There is some cynicism that green ODA is merely talk that lacks substance. What is your reaction?

According to a UN report, the countries suffering the biggest damage from climate change are mostly developing countries. Taking Africa, for instance, a third of the continent’s population, or 220 million, are living in drought areas. The report predicted that more than 1 billion people in Asia will suffer water shortages in 2050. Developing countries are more susceptible to climate change than advanced countries due to a lack of infrastructure, a lack of administrative capability to coordinate related government agencies and a lack of financial or other resources to deal with climate challenges among other things.
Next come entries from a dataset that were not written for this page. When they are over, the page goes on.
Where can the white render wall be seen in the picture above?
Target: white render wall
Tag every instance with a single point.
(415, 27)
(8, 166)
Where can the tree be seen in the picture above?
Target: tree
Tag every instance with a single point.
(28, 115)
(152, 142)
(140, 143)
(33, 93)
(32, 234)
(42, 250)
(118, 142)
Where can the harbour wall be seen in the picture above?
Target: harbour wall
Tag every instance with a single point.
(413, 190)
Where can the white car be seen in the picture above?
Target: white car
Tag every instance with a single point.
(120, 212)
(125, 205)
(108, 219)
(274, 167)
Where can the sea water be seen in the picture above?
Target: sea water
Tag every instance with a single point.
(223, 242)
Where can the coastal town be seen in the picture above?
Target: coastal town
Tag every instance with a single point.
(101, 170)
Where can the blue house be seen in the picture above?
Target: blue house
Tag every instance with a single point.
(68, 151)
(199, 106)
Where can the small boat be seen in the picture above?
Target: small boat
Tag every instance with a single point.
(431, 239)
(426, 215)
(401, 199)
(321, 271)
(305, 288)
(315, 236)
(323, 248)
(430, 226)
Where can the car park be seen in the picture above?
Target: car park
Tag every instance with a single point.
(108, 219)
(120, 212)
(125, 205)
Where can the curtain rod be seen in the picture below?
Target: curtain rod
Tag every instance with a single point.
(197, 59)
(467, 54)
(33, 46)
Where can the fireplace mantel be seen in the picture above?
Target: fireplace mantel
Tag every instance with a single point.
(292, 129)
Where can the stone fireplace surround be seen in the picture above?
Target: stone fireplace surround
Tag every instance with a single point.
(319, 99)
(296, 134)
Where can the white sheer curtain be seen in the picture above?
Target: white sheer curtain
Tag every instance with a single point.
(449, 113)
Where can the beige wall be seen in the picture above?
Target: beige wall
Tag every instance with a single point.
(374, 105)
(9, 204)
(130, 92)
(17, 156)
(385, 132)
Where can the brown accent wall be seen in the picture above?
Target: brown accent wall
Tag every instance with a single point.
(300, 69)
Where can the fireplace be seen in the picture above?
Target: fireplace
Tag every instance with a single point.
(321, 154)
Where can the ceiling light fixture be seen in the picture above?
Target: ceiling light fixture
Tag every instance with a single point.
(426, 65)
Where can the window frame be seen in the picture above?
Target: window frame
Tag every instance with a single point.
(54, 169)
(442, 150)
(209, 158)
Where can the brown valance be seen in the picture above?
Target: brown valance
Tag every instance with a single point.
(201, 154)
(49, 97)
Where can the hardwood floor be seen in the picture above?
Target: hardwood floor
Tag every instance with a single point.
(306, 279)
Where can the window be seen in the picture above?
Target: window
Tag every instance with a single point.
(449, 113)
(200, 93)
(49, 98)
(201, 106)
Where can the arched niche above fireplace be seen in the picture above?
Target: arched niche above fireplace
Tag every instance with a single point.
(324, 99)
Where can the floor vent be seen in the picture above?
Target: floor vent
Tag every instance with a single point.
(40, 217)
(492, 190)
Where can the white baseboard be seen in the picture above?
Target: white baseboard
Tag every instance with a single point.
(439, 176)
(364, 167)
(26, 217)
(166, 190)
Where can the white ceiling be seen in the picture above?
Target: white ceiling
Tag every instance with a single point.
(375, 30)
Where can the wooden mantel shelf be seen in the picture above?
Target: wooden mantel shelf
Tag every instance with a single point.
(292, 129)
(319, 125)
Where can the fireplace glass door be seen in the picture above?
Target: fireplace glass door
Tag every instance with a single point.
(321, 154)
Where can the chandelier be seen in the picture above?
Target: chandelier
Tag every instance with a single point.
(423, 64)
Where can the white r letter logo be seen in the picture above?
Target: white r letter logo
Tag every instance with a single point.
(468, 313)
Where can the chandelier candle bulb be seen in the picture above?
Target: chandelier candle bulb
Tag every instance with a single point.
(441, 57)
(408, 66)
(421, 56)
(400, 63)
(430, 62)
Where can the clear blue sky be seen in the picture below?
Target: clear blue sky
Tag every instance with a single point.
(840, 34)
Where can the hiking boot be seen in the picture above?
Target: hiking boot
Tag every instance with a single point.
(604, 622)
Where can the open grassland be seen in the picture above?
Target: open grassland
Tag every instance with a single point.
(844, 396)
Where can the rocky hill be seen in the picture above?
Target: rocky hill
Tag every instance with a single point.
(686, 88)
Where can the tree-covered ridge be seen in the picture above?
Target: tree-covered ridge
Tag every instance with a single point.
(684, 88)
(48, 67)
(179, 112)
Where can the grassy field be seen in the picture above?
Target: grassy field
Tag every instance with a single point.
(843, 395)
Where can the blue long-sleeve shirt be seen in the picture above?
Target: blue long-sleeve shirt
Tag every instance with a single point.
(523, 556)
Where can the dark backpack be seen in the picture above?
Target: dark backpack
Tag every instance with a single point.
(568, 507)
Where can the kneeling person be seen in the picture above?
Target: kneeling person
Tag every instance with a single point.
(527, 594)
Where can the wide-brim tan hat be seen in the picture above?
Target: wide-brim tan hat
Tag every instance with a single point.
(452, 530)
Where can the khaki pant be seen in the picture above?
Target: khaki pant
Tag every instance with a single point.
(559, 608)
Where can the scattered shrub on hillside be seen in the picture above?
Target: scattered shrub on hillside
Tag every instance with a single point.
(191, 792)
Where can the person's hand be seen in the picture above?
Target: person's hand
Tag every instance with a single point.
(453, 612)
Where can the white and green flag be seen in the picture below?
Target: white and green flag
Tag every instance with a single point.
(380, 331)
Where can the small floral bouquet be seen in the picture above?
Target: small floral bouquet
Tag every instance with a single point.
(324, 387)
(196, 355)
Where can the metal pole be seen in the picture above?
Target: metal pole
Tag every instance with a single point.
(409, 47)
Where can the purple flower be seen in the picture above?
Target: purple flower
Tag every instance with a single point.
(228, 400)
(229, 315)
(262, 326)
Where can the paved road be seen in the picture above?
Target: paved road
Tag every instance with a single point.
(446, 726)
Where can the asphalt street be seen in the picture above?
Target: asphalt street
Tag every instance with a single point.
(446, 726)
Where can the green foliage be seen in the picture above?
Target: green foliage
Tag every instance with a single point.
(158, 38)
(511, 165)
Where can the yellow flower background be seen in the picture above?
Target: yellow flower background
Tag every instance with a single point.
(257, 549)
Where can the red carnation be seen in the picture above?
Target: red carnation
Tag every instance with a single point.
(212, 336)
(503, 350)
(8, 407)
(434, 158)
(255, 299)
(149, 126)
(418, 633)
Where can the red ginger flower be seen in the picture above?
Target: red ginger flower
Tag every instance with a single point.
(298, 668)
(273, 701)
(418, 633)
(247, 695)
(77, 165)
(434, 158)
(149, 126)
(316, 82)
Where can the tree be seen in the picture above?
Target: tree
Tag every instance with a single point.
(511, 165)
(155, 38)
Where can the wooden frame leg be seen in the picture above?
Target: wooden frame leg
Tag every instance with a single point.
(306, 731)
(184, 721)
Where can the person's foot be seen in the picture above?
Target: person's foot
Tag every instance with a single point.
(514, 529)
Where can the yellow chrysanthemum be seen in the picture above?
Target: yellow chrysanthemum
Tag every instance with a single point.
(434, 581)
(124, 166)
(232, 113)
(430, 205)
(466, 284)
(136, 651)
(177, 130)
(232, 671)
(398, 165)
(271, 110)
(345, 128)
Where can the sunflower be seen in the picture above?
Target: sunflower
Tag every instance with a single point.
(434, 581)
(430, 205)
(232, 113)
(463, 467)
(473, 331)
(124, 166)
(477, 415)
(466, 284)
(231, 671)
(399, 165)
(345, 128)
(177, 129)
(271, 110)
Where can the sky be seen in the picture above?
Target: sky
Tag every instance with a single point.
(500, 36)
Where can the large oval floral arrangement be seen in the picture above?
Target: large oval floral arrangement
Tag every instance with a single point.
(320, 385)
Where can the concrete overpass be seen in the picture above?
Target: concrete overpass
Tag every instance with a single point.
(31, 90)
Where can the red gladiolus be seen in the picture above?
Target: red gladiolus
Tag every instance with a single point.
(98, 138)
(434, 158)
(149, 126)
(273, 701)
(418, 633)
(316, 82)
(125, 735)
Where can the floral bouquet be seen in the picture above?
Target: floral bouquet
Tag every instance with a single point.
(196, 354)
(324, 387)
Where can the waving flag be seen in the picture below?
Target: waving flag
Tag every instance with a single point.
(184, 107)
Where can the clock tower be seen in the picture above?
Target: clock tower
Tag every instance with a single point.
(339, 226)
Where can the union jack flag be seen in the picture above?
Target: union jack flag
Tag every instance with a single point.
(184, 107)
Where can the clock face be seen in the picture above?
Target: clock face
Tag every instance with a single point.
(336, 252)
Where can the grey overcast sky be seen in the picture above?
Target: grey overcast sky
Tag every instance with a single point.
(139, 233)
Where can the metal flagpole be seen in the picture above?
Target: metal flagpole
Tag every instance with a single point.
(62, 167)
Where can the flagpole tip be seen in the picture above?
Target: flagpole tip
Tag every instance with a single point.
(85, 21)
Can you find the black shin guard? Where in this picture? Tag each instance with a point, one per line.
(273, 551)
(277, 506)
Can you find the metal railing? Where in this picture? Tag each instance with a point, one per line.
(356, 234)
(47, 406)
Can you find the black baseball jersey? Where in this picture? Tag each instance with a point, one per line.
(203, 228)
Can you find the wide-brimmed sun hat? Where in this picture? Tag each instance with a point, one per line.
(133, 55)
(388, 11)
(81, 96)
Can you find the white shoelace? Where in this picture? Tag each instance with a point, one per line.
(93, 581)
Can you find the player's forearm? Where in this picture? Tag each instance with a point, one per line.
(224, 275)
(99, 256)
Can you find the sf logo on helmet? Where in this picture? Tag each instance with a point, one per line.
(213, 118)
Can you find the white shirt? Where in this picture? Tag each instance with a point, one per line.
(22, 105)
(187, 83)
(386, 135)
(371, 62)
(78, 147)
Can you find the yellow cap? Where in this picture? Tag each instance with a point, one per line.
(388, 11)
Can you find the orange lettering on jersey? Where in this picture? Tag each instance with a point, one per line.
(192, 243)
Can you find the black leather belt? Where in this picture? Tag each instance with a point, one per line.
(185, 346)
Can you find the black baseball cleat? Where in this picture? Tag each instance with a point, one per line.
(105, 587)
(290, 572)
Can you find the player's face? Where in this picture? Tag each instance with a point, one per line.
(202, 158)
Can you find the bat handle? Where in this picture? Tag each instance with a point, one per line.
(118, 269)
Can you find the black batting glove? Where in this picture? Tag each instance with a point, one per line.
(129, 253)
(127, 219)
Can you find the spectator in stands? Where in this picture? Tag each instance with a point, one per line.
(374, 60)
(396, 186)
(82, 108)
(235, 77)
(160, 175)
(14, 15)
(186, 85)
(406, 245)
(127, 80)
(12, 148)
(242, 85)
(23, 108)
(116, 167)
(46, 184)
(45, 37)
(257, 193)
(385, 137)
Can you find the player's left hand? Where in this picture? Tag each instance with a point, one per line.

Thus, how to respond to climate change will be a major agenda item for developing countries. That is the background behind Korea’s efforts to help equip developing countries with the ability to deal with climate change through green ODA.

Are there any plans other than green ODA that Koica is implementing on the occasion of its 20th anniversary?

To foster ODA-related industries and human resources at home and abroad, we are pushing forward with an ODA internship and the expansion of ODA education centers. Public-private partnership projects will also be implemented to make use of expertise and creativity in the private sector for ODA. We will also help the government in its efforts to muster resources for improved diplomacy with Asian and African countries.

How do you evaluate Koica’s performance over the past 20 years?

Korea achieved substantial socioeconomic development and democratization in a relatively short term, completing its transformation from an aid recipient to an aid donor in about 60 years. Taking advantage of Korea’s experience of rapid development in helping other developing countries, which we call the Korean aid model, has been Koica’s main activity. I think Korean-style aid has been effective, distinctive and has built Korea’s reputation as an international aid-giver successfully. The government’s grant aid program, which Koica has led, has been smoothly put in place with qualitative and quantitative improvements.